You want another example? And stop staring at me, you’re giving me the creeps. Have you seen those digital clocks fashioned to look like the older clocks with hour and minute hands? Now just what in the hell is that? For crying out loud, they invented digital clocks so you could instantly see the time. Hey, look, it’s precisely 3:01 a.m. And I’m not even tired! Could be the joe.

Digital was meant to save us from having to interpret the big hand/little hand position; saved us a good three-tenths of a second. And here they are with DIGITAL BIG HAND/LITTLE HAND CLOCKS. It almost makes me want to be a gun owner! Mother of pearl!


Chocolate-covered granola. Give me a break. Is it hot in here to you?

[Published in the Oak Hill Gazette, December 1, 2010]

5 Responses to “Like Granola for Chocolate”

  1. Pam January 3, 2011 at 2:06 am #

    Gosh Roger, could this column be a little more disjointed? I didn’t realize you had such a big caffeine habit–I thought it was just the booze!

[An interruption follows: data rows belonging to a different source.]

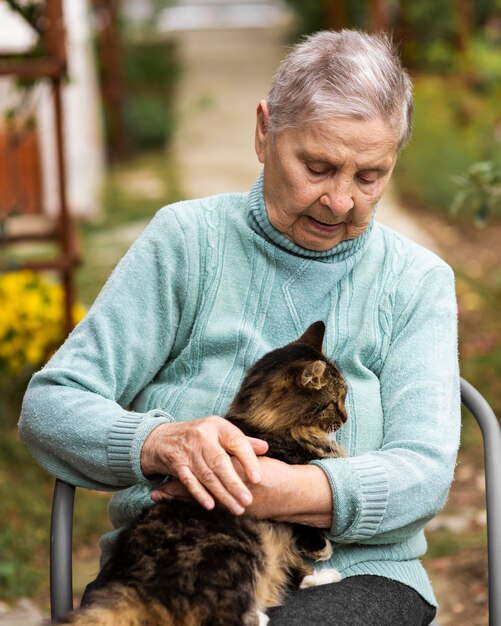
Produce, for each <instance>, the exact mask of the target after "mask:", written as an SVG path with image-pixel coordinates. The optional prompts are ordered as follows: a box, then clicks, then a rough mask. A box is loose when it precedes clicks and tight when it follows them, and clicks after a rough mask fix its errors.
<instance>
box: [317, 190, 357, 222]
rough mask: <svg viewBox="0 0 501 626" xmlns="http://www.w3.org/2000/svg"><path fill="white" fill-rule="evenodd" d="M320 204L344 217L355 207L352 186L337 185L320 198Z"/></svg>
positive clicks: (322, 195) (327, 190) (326, 191)
mask: <svg viewBox="0 0 501 626" xmlns="http://www.w3.org/2000/svg"><path fill="white" fill-rule="evenodd" d="M320 204H322V205H324V206H326V207H327V208H329V209H330V210H331V211H332V212H333V213H336V214H338V215H340V214H341V215H342V214H344V213H347V212H348V211H350V210H351V209H352V208H353V206H354V202H353V197H352V190H351V186H350V185H336V186H335V187H332V188H330V189H327V190H326V191H325V193H324V194H323V195H322V196H321V197H320Z"/></svg>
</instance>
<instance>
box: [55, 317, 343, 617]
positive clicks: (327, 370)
mask: <svg viewBox="0 0 501 626" xmlns="http://www.w3.org/2000/svg"><path fill="white" fill-rule="evenodd" d="M324 332H325V325H324V323H323V322H316V323H315V324H312V326H310V328H309V329H308V330H307V331H306V332H305V333H304V335H302V336H301V337H300V338H299V339H298V340H297V341H295V342H293V343H290V344H288V345H286V346H285V347H283V348H279V349H277V350H274V351H272V352H270V353H268V354H266V355H265V356H264V357H262V358H261V359H260V360H259V361H258V362H257V363H256V364H255V365H254V366H253V367H252V368H251V369H250V370H249V372H248V373H247V375H246V377H245V379H244V381H243V383H242V385H241V387H240V390H239V391H238V393H237V395H236V396H235V398H234V400H233V402H232V404H231V406H230V409H229V411H228V414H227V416H226V417H227V419H229V420H230V421H231V422H232V423H233V424H235V425H236V426H238V427H239V428H240V429H241V430H242V431H243V432H244V433H246V434H247V435H249V436H253V437H259V438H261V439H264V440H266V441H267V442H268V444H269V451H268V453H267V454H268V455H269V456H271V457H274V458H277V459H280V460H282V461H285V462H286V463H307V462H308V461H310V460H312V459H318V458H327V457H333V456H340V455H341V451H340V449H339V447H338V446H337V444H336V442H335V441H334V440H333V439H332V437H331V435H332V433H333V432H334V431H336V430H337V429H338V428H340V427H341V426H342V425H343V423H344V422H345V421H346V410H345V405H344V400H345V396H346V383H345V381H344V379H343V377H342V375H341V373H340V371H339V370H338V368H337V367H336V366H335V365H334V364H333V363H332V362H331V361H329V360H328V359H327V358H326V357H325V356H324V355H323V354H322V342H323V336H324ZM331 553H332V549H331V546H330V543H329V542H328V541H327V540H326V539H325V536H324V534H323V533H322V532H321V531H320V530H318V529H314V528H310V527H307V526H300V525H296V524H287V523H281V522H280V523H279V522H271V521H265V520H258V519H256V518H254V517H252V516H251V515H243V516H240V517H237V516H234V515H232V514H231V513H229V512H228V511H226V509H224V508H223V507H222V506H220V507H216V509H214V510H213V511H206V510H205V509H203V508H202V507H201V506H200V505H199V504H197V503H191V502H187V501H181V500H163V501H161V502H159V503H157V504H155V505H153V506H152V507H150V508H148V509H147V510H146V511H145V512H144V513H143V515H142V516H141V518H140V519H139V520H138V521H137V522H136V523H134V524H133V525H132V526H130V527H129V528H127V529H125V530H124V531H123V532H122V533H121V535H120V537H119V539H118V541H117V543H116V547H115V550H114V555H113V556H112V558H111V559H110V560H109V561H108V562H107V563H106V565H105V567H104V569H103V571H102V573H101V576H103V575H104V578H105V580H106V581H107V582H106V584H105V586H104V587H102V588H100V589H97V590H95V591H93V592H92V594H91V596H90V603H89V604H88V605H87V606H86V607H84V608H82V609H80V610H78V611H75V612H74V613H73V614H71V615H70V616H69V618H68V621H67V622H65V623H67V624H73V625H76V626H84V625H88V626H91V625H92V626H117V625H120V626H258V624H265V623H266V622H267V621H268V619H267V618H266V616H265V615H264V614H263V613H262V611H265V610H266V609H267V608H269V607H272V606H277V605H279V604H281V603H282V601H283V598H284V594H285V591H286V589H287V587H289V586H292V585H294V586H296V587H297V586H298V585H299V584H300V583H301V581H305V582H303V585H302V586H311V585H315V584H322V583H323V582H333V581H335V580H337V579H339V578H336V575H335V574H337V572H335V570H327V571H326V572H333V575H332V576H330V577H329V576H327V578H326V579H325V580H320V581H317V580H316V579H315V577H314V576H312V573H313V568H312V567H310V566H309V565H306V564H305V561H304V560H303V558H302V557H303V556H308V557H310V558H313V559H314V560H322V559H327V558H329V556H330V554H331ZM101 576H100V577H101ZM305 577H306V578H305ZM324 578H325V577H324Z"/></svg>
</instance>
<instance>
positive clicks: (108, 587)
mask: <svg viewBox="0 0 501 626" xmlns="http://www.w3.org/2000/svg"><path fill="white" fill-rule="evenodd" d="M56 623H57V624H60V626H118V625H120V626H144V625H145V624H148V626H180V625H179V623H176V622H175V621H174V619H173V617H172V615H171V614H170V613H169V611H168V610H167V609H166V608H165V607H164V606H162V605H161V604H160V603H159V602H156V601H155V600H148V601H147V602H145V601H144V599H143V598H141V597H140V595H139V594H138V593H137V591H136V590H135V589H133V588H131V587H127V586H125V585H122V584H118V583H115V584H112V585H107V586H106V587H103V588H102V589H98V590H96V591H93V592H92V595H91V596H90V598H89V604H88V605H86V606H84V607H82V608H81V609H76V610H75V611H73V612H72V613H70V614H69V615H68V616H67V617H65V618H63V619H62V620H60V621H58V622H56Z"/></svg>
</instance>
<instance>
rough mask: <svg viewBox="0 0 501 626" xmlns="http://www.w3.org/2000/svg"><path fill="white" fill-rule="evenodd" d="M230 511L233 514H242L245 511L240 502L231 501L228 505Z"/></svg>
mask: <svg viewBox="0 0 501 626" xmlns="http://www.w3.org/2000/svg"><path fill="white" fill-rule="evenodd" d="M230 511H231V512H232V513H233V515H242V513H243V512H244V511H245V509H244V507H243V506H240V504H238V502H233V503H232V504H231V505H230Z"/></svg>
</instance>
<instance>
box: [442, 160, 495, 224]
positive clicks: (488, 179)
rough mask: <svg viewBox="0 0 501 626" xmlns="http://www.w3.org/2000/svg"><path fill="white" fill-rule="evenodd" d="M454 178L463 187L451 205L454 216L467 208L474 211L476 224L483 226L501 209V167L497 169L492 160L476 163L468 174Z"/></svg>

  2. oldspouse January 3, 2011 at 3:19 pm #

    Funny, Pamela. Very funny.

  3. Austin Coffey January 6, 2011 at 10:29 pm #

    I’m still stuck on the AT&T thing…. I literally (not teenage slang usage) laughed out loud. You have my congratulations, roger; you will receive an envelope soon. This is a very special envelope; not just because of it’s self destruction properties, but because it’s figuratively just as explosive content. The content of this envelope will be a house to be found somewhere north of Austin and South of Corpus Christi. (yes, that’s a joke.)
    No, this house will be located in Austin. If you survive the perilous perils inside (one of which you will require a holy hand grenade to dispatch) you will reach a stairway; after the first step, there’s no turning back. If, and only if, you reach the top of the stairway before dying of heat exhaustion, you shall the chance to take a test that will make you a possibility for another test which will make it likely for you to be invited into the highest echelon of society; the HOC society of bachelordom or non-bachelordom.
    I may be hasty by saying this before you pass all the tests; however, let me be the first to welcome you to the Heirs’ Of Caesar association of bachelordom or non-bachelordom.

  4. Austin Coffey January 7, 2011 at 6:52 pm #

    You will require much more definitive responses when you’re a member of the Heirs’ of Caesar.